El hombre, conteniendo con dificultad las lágrimas que humedecían ya sus morenos ojos, volvió a fundirse en un abrazo con su mujer, henchido de orgullo y disfrutando del aroma de la piel de ésta.

-No sé qué he hecho para mereceros. –Confesó en un susurro, mirándola con adoración. –Pero sea lo que fuere, me hacéis el hombre más feliz del mundo. –Terminó, dejando entrever al fin una media sonrisa mientras acariciaba con infinita ternura los cabellos desordenados de Blanca, que poco a poco se fundía de nuevo con el reino de los sueños.

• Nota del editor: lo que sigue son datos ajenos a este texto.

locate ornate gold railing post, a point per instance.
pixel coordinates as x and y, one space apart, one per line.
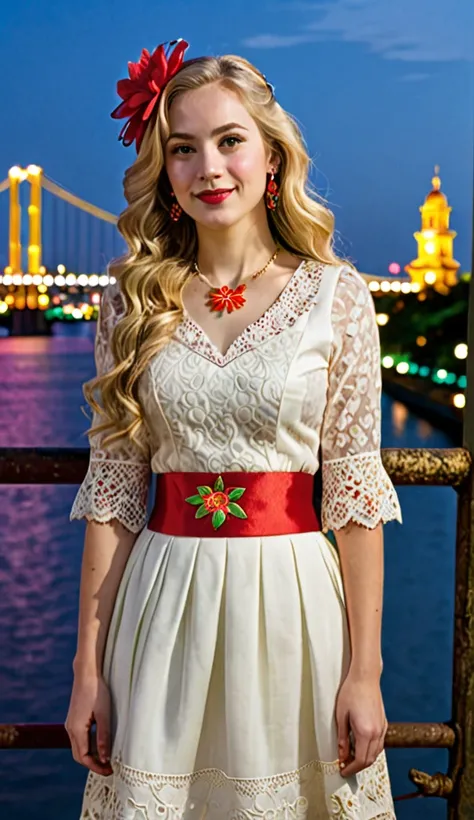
462 803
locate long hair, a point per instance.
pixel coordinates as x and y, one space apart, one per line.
152 274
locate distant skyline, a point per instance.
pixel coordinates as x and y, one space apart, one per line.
383 92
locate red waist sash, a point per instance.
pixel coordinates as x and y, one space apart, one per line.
232 505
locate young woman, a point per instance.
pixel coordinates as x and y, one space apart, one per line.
229 657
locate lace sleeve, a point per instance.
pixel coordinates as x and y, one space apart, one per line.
117 480
356 486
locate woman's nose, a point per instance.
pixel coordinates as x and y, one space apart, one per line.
211 166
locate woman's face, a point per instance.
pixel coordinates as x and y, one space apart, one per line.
215 145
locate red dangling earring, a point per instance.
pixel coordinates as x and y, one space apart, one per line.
272 193
176 209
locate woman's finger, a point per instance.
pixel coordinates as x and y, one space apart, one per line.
103 737
343 742
361 742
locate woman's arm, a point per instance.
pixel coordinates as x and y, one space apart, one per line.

Sin embargo, aquel cálido momento se vio interrumpido cuando un pequeño escalofrío le recorrió de arriba abajo, haciéndole consciente de que se le agotaba el tiempo. Sabía que debía marcharse, que debía atravesar la puerta que de nuevo le llevase al futuro antes de que sus compañeros se percatasen de su ausencia. Pero se resistía a ceder ante aquella idea que le atormentaba, consciente de que podría ser la última vez que viese a su mujer, a su Blanca.

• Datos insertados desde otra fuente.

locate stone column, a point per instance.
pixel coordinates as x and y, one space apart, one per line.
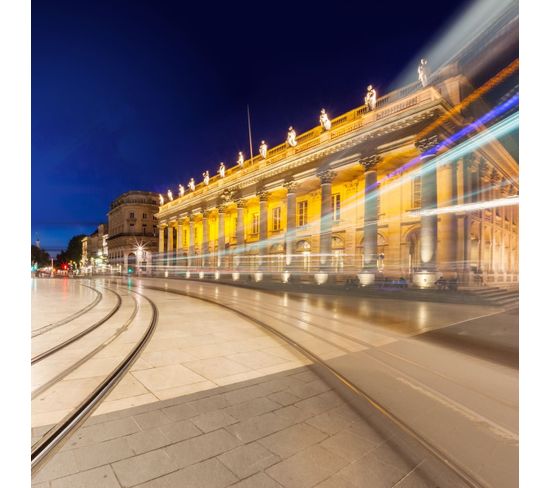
290 235
447 228
469 174
205 239
263 195
221 235
485 171
241 205
370 221
161 238
170 250
428 275
179 240
326 178
495 193
191 252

Se vistió en silencio mientras ella dormitaba en el lecho, ahora con una de sus mitades vacías, y justo después de calarse el sombrero de ala y de sujetar su espada ropera al cinto, se inclinó sobre el rostro de su dormida esposa y la besó suavemente en la frente, con cuidado de no despertarla. No encontró palabras que susurrar que pudiera remendar su alma rota de nuevo a la de su mujer, por lo que tras observarla unos instantes, atravesó el quicio de la puerta mientras sentía cómo su alma se fragmentaba en frías y pequeñas esquirlas que no serían fáciles de volver a recomponer.